"Das heißt natürlich, dass die wichtigen Reformen, die gemacht wurden, beibehalten werden und nicht auseinander klamüsert werden. Das bedeutet aber auch, neue Perspektiven zu schaffen, um die Wirtschaft wieder anzukurbeln und eine Kapazität zu sichern, mit der wir unser Sozialsystem stärken", sagt Kattrin Jadin im BRF-Interview.
Bei sieben Koalitionspartnern ist aber doch davon auszugehen, dass jeder seine Trophäen davontragen will: "Letztendlich muss auch die Finanzierbarkeit neuer Maßnahmen ausbalanciert werden und gewährleistet bleiben. Uns lag vor allem daran, dass keine neuen Steuern eingeführt werden - nicht noch mehr, als jetzt schon der Fall …"

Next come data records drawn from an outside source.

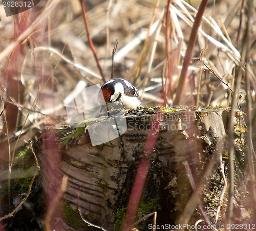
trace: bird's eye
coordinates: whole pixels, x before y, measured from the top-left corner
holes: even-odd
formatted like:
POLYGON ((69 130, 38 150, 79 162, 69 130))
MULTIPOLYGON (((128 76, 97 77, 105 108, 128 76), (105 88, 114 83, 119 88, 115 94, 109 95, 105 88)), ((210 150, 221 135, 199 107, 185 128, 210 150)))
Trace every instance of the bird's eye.
MULTIPOLYGON (((102 95, 104 97, 104 100, 106 102, 109 102, 110 100, 110 97, 111 96, 112 91, 109 88, 103 88, 101 89, 102 92, 102 95)), ((102 97, 102 95, 100 94, 100 96, 102 97)))

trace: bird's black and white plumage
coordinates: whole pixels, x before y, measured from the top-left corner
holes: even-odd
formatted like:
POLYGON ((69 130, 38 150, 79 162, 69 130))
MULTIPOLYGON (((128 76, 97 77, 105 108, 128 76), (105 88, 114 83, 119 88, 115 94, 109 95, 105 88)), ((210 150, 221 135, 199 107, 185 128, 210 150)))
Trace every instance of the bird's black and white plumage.
POLYGON ((126 80, 112 79, 102 85, 101 90, 106 104, 120 104, 125 109, 142 107, 137 89, 126 80))

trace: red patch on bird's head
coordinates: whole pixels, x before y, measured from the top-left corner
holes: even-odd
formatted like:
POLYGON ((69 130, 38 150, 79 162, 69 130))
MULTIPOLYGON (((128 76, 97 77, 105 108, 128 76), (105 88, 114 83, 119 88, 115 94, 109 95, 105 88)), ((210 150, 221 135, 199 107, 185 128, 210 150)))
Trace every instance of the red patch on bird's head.
POLYGON ((102 92, 102 94, 100 94, 100 97, 102 98, 102 96, 104 97, 104 99, 105 102, 109 102, 110 100, 110 96, 111 96, 111 93, 112 93, 112 91, 107 88, 103 88, 101 89, 101 91, 102 92))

Auf der anderen Seite stellt sich bei einer Regierungsbildung immer auch die Frage nach dem 'Casting'. "In meiner Partei hat es da einiges an Kakophonie gegeben. Darüber werden wir sicher noch sprechen müssen", gibt Jadin zu. Die bisherige Premierministerin Sophie Wilmès darf ihre politische Erfahrung künftig als Vizepremier- und als Außenministerin einbringen. Der bisherige Haushaltsminister David Clarinval übernimmt unter anderem die Ressorts Landwirtschaft und Mittelstand von seinem Parteikollegen Denis Ducarme, der sich mit dem Fraktionsvorsitz in der Kammer trösten muss.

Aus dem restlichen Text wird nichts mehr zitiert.